Springtime in the city: exotic shrubs promote earlier greenup in urban forests

  • Daniel P. Shustack
  • Amanda D. Rodewald
  • Thomas A. Waite
Original Paper


Despite the widespread recognition that urban areas are frequently dominated by exotic and invasive plants, the consequences of these changes in community structure have not been explicitly considered as an explanation for the pattern of advanced leaf phenology, or early greenup, reported in many urban areas. As such, we evaluated two hypotheses that could account for advanced greenup in forests along an urban to rural gradient: advanced phenology within individual species or differences in woody plant community. We monitored the spring leafing phenology of Aesculus glabra (Ohio buckeye), Lonicera maackii (Amur honeysuckle), and Acer negundo (box elder) in 11 forests spanning an urban to rural gradient in central Ohio, USA. From February to April 2006, we monitored these species, recorded woody plant composition, and documented daily minimum and maximum temperatures at each site. We found a weak but general trend of advanced phenology within species in more urban landscapes. Monthly average minimum temperatures were higher with increasing urbanization while monthly average maximum temperatures were similar across the urban to rural gradient. We also found evidence for shifts in woody plant communities along the urbanization gradient, mainly driven by the abundance of L. maackii, an invasive exotic species, in the more urban forests.
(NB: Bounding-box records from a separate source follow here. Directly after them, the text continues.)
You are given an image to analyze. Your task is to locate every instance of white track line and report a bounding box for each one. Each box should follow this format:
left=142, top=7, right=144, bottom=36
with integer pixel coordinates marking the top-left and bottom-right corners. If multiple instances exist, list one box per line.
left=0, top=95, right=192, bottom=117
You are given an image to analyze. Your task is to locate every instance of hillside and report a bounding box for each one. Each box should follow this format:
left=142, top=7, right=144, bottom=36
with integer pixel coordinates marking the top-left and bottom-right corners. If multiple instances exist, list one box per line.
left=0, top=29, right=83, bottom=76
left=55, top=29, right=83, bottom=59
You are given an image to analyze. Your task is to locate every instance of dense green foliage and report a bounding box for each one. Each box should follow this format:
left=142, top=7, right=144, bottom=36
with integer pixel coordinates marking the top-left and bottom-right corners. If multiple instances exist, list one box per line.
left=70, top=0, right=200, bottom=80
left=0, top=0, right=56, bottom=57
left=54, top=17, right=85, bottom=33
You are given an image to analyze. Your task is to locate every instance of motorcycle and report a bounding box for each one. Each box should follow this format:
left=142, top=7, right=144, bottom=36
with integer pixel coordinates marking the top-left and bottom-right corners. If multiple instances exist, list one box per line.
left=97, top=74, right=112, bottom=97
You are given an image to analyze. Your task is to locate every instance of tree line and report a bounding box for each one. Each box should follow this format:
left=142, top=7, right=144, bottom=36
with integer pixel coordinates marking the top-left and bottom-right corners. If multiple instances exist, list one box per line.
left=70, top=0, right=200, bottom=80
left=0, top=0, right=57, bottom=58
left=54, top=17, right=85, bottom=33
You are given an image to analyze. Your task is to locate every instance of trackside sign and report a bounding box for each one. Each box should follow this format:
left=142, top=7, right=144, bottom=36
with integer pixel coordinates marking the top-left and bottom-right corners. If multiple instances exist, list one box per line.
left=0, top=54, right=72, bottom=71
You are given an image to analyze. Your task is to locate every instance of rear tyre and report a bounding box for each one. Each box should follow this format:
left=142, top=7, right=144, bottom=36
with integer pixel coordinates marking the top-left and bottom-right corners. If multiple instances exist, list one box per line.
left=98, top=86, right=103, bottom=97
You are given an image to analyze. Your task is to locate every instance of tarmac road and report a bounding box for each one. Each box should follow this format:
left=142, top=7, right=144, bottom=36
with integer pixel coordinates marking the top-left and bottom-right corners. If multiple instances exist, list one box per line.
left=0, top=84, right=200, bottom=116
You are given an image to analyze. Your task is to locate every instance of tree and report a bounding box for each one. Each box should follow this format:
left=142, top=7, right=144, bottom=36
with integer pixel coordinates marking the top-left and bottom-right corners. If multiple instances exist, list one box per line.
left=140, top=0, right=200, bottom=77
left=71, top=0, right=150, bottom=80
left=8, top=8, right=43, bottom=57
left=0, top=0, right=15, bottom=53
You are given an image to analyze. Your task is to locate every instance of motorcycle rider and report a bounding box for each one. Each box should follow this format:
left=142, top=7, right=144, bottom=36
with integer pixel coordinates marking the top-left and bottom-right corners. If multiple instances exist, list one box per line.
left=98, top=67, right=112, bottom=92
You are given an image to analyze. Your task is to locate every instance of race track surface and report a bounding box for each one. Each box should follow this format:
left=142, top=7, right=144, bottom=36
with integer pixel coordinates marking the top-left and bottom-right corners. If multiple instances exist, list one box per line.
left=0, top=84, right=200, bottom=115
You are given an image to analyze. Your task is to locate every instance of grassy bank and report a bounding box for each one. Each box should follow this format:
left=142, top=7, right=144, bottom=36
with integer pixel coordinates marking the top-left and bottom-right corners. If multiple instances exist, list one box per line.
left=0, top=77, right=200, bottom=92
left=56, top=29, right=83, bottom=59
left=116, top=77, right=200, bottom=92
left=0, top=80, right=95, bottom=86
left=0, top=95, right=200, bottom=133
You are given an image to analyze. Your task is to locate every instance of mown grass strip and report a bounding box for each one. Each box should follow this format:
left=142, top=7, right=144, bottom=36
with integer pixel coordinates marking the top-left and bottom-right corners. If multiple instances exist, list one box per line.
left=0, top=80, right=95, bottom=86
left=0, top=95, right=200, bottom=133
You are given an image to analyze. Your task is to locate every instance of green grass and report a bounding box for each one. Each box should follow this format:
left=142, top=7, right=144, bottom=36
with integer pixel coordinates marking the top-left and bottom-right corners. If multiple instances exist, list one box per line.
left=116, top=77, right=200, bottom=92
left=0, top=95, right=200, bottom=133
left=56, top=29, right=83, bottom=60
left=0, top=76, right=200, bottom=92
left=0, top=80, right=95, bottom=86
Because L. maackii leafs out weeks earlier than native woody species and is very abundant in urban forests, we suggest that the invasion of forests by this species can generate earlier greenup of urban forests.


Acer negundo Aesculus glabra Spring greenup Lonicera maackii Leafing phenology Urban heat island 



Funding for this research was provided by the National Science Foundation (DEB-0340879), Ohio Division of Wildlife, Ohio Agricultural Research and Development Center. E. Norris, E. Interis, and C. Short helped with temperature and phenology data collection. We are grateful to the Franklin County Metro Parks, Columbus Recreation and Parks, and Gahanna Parks and Recreation for their cooperation and access to sites. Discussions with members of the Rodewald lab, especially S. Matthews, improved this research. C. Augspurger provided valuable guidance in study design, analysis, and writing. D. Herms, T. Grubb and two anonymous reviewers provided comments on earlier drafts of this manuscript.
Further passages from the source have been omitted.